Here there are no words in any known language that could be arranged in such a way that a doctrinal statement or a creed could fully express the miracle. The journey of the Eternal Son into His creation is the longest journey ever undertaken. Should we undertake a voyage to travel from galaxy to galaxy, we could not compare to the distance the Very God of Very God traveled to be become the Son of Man.

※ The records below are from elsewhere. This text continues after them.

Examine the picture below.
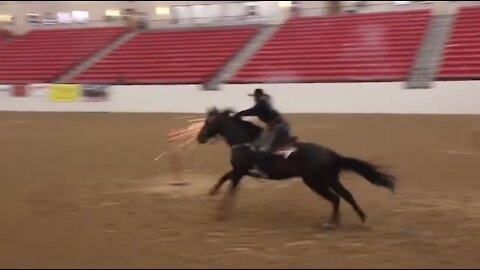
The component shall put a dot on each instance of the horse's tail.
(369, 171)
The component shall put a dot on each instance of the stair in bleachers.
(43, 55)
(161, 57)
(358, 47)
(461, 57)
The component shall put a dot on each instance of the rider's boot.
(260, 163)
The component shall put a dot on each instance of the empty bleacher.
(461, 58)
(360, 47)
(182, 56)
(43, 55)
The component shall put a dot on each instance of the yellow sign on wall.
(64, 92)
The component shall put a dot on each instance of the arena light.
(162, 11)
(112, 13)
(284, 4)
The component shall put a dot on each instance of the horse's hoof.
(330, 225)
(213, 192)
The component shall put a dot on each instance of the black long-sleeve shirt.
(263, 110)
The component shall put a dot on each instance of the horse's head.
(214, 124)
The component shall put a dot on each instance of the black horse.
(318, 166)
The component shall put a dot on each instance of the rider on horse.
(278, 128)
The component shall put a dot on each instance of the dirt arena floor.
(82, 190)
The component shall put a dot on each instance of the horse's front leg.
(227, 203)
(220, 182)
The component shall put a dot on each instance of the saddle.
(286, 148)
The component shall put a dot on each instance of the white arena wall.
(461, 97)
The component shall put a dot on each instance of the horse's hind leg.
(223, 179)
(319, 187)
(346, 195)
(228, 200)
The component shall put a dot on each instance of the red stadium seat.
(461, 57)
(43, 55)
(359, 47)
(188, 56)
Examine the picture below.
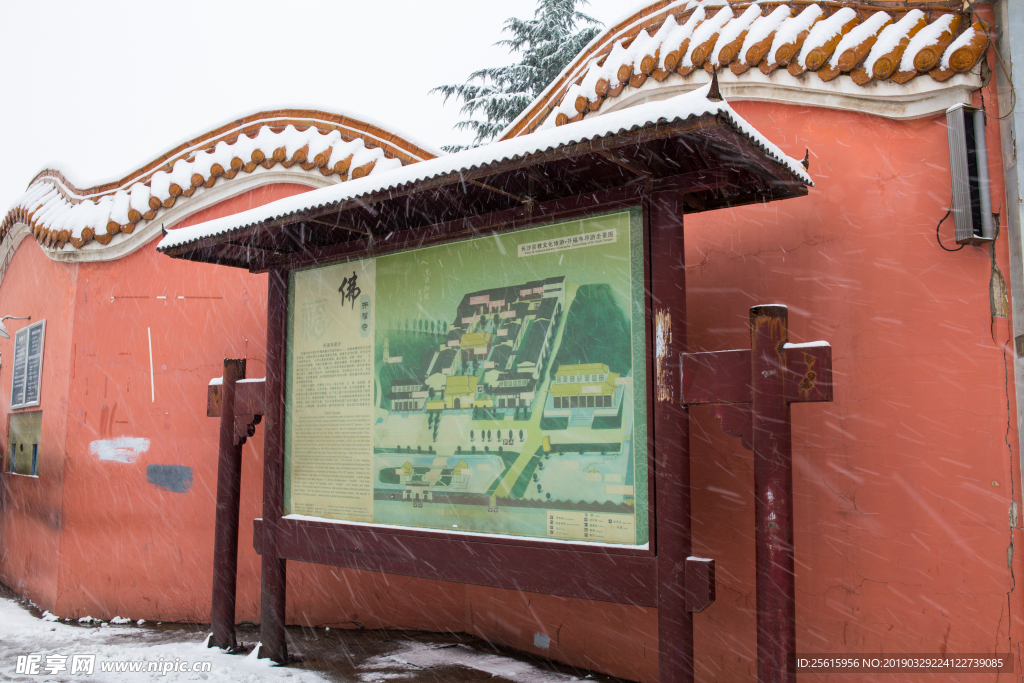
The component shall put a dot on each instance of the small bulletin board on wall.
(483, 385)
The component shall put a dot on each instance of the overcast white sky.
(98, 88)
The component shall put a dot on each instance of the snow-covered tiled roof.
(833, 47)
(330, 145)
(680, 108)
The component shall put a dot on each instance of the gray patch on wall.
(175, 478)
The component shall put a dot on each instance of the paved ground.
(344, 656)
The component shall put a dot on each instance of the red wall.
(32, 521)
(902, 484)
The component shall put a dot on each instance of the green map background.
(429, 284)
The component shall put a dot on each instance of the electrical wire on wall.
(937, 238)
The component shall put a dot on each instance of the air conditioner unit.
(969, 167)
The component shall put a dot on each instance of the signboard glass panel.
(492, 385)
(27, 373)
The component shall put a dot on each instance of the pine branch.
(547, 43)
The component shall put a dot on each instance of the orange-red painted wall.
(902, 485)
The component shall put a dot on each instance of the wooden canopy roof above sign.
(692, 143)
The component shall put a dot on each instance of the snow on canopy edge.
(680, 108)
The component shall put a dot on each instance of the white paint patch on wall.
(121, 450)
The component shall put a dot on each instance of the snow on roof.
(733, 29)
(821, 23)
(891, 36)
(680, 108)
(859, 34)
(58, 213)
(792, 28)
(925, 38)
(825, 31)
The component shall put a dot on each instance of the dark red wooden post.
(273, 574)
(751, 391)
(773, 495)
(225, 543)
(671, 438)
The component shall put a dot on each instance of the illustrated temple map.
(492, 385)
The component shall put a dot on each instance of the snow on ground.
(395, 659)
(427, 655)
(23, 634)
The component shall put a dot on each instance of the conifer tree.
(494, 97)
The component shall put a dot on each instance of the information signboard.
(28, 366)
(492, 385)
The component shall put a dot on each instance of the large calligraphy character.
(349, 290)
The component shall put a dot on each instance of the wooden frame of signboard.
(669, 167)
(651, 577)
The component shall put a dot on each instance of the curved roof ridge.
(683, 38)
(339, 147)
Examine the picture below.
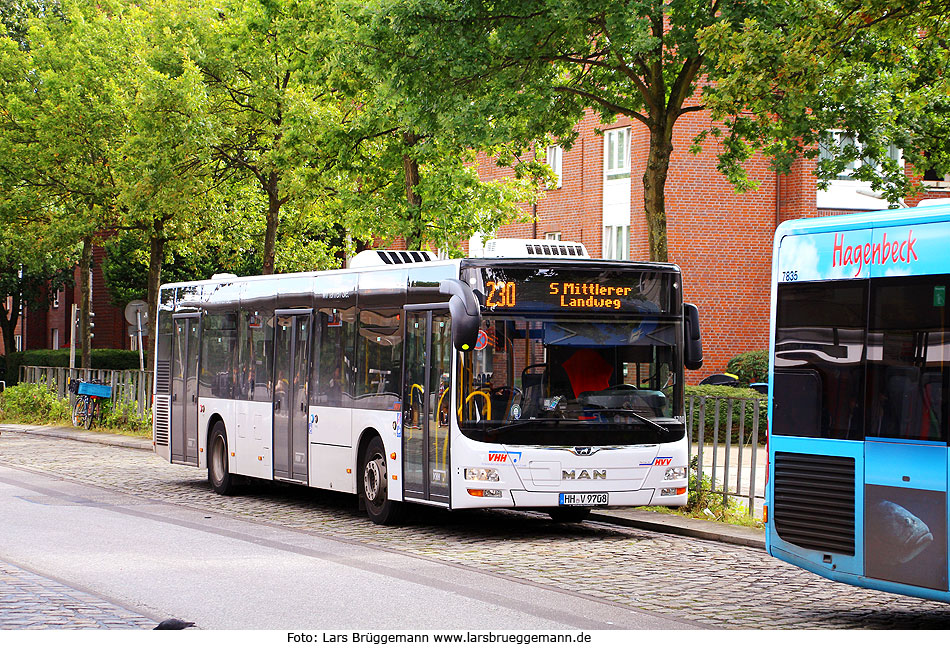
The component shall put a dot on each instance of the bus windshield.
(563, 381)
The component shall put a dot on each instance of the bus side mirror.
(466, 319)
(693, 353)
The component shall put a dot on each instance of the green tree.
(877, 72)
(268, 112)
(409, 144)
(60, 127)
(554, 58)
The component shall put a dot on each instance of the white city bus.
(544, 380)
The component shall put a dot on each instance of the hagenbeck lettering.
(898, 250)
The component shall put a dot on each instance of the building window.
(617, 242)
(555, 154)
(617, 153)
(844, 191)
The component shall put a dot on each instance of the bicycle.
(88, 405)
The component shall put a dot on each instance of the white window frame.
(555, 155)
(616, 242)
(617, 153)
(844, 192)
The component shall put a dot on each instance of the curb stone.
(627, 516)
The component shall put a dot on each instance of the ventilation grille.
(814, 501)
(518, 248)
(370, 258)
(161, 421)
(163, 377)
(556, 250)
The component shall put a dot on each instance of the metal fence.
(727, 437)
(127, 385)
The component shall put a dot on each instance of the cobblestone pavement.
(32, 602)
(696, 580)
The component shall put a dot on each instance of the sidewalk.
(630, 517)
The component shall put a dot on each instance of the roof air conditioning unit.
(373, 258)
(534, 248)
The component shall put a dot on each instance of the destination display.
(610, 291)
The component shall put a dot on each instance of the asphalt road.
(154, 539)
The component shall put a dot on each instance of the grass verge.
(36, 404)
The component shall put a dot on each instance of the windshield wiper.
(636, 415)
(523, 422)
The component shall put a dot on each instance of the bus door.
(426, 405)
(291, 370)
(184, 423)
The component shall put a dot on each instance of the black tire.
(79, 411)
(218, 471)
(374, 485)
(568, 514)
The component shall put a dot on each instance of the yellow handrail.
(483, 395)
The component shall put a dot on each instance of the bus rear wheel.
(218, 473)
(375, 486)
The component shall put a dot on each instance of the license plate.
(583, 499)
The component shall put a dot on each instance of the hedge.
(751, 367)
(715, 392)
(120, 359)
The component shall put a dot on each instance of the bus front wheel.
(218, 474)
(375, 485)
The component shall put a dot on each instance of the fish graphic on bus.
(900, 535)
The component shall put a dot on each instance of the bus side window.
(379, 354)
(334, 363)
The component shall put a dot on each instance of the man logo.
(584, 474)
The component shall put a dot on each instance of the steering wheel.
(505, 391)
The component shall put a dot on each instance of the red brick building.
(721, 240)
(50, 329)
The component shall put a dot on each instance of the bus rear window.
(819, 355)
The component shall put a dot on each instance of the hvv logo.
(502, 456)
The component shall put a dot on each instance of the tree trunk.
(155, 260)
(85, 262)
(273, 219)
(415, 234)
(8, 322)
(654, 192)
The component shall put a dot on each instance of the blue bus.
(859, 397)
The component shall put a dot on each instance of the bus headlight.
(481, 474)
(487, 492)
(675, 473)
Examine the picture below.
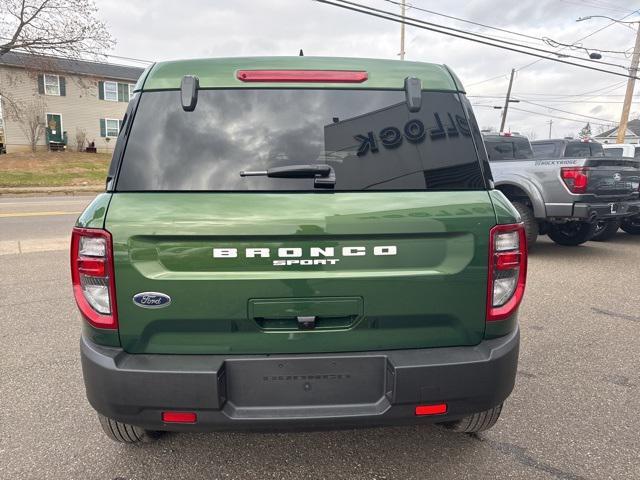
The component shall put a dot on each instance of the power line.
(410, 21)
(579, 40)
(539, 40)
(552, 116)
(368, 10)
(564, 111)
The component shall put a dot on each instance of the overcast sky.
(161, 30)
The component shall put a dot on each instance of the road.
(573, 414)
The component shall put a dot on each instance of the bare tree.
(68, 28)
(30, 117)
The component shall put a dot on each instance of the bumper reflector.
(179, 417)
(436, 409)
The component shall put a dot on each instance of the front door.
(54, 127)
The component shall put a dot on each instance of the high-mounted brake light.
(575, 178)
(507, 270)
(309, 76)
(92, 276)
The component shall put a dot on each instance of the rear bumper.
(606, 210)
(304, 391)
(593, 211)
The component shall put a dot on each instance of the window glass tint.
(577, 149)
(613, 152)
(368, 137)
(499, 149)
(596, 150)
(544, 150)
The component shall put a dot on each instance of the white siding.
(80, 108)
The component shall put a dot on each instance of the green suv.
(298, 242)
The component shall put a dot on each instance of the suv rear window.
(613, 152)
(508, 148)
(544, 150)
(369, 137)
(583, 149)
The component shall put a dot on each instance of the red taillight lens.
(179, 417)
(576, 178)
(436, 409)
(507, 270)
(311, 76)
(92, 276)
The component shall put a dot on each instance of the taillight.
(92, 276)
(507, 270)
(575, 178)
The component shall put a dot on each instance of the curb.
(70, 190)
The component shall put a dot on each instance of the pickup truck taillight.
(507, 270)
(575, 178)
(92, 276)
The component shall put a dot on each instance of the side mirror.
(413, 93)
(189, 92)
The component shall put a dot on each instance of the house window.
(112, 127)
(52, 85)
(111, 91)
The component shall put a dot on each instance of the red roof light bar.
(303, 76)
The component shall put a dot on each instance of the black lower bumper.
(302, 391)
(608, 210)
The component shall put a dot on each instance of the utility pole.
(402, 12)
(506, 101)
(633, 71)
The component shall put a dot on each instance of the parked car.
(621, 150)
(285, 242)
(559, 192)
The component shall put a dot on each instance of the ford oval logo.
(152, 300)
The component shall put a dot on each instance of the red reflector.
(576, 179)
(437, 409)
(507, 260)
(179, 417)
(329, 76)
(91, 266)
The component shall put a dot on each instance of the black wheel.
(631, 225)
(605, 230)
(530, 223)
(125, 433)
(478, 422)
(571, 233)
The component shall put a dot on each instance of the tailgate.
(610, 177)
(371, 271)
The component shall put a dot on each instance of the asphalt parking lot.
(574, 413)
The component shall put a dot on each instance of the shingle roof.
(633, 125)
(66, 65)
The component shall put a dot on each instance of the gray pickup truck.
(566, 189)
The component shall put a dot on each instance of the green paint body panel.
(432, 293)
(221, 73)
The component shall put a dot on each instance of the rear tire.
(631, 225)
(571, 234)
(125, 433)
(478, 422)
(605, 230)
(530, 223)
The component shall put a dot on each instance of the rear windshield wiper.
(323, 175)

Like a Wallenda high above the earth, we walk the tightrope of maintaining the holiness of deity while embracing the full humanity of Jesus. Anyone who thinks they understand it merely exposes their ignorance. Like Mary, we ask “How can this be?” Is there anything more mysterious that the Word becoming flesh and dwelling among us?

But another question we might (and should) ask is “Why should this be?” And the answer to that is Love. Purely gratuitous and entirely unearned. Mankind is loved by God with the kind of love of which we ourselves are incapable of giving until having received. “For God so loved the world that He gave His only begotten Son”. The Christmas miracle is the first historical enactment of that sentiment. And because God loved, He found a way.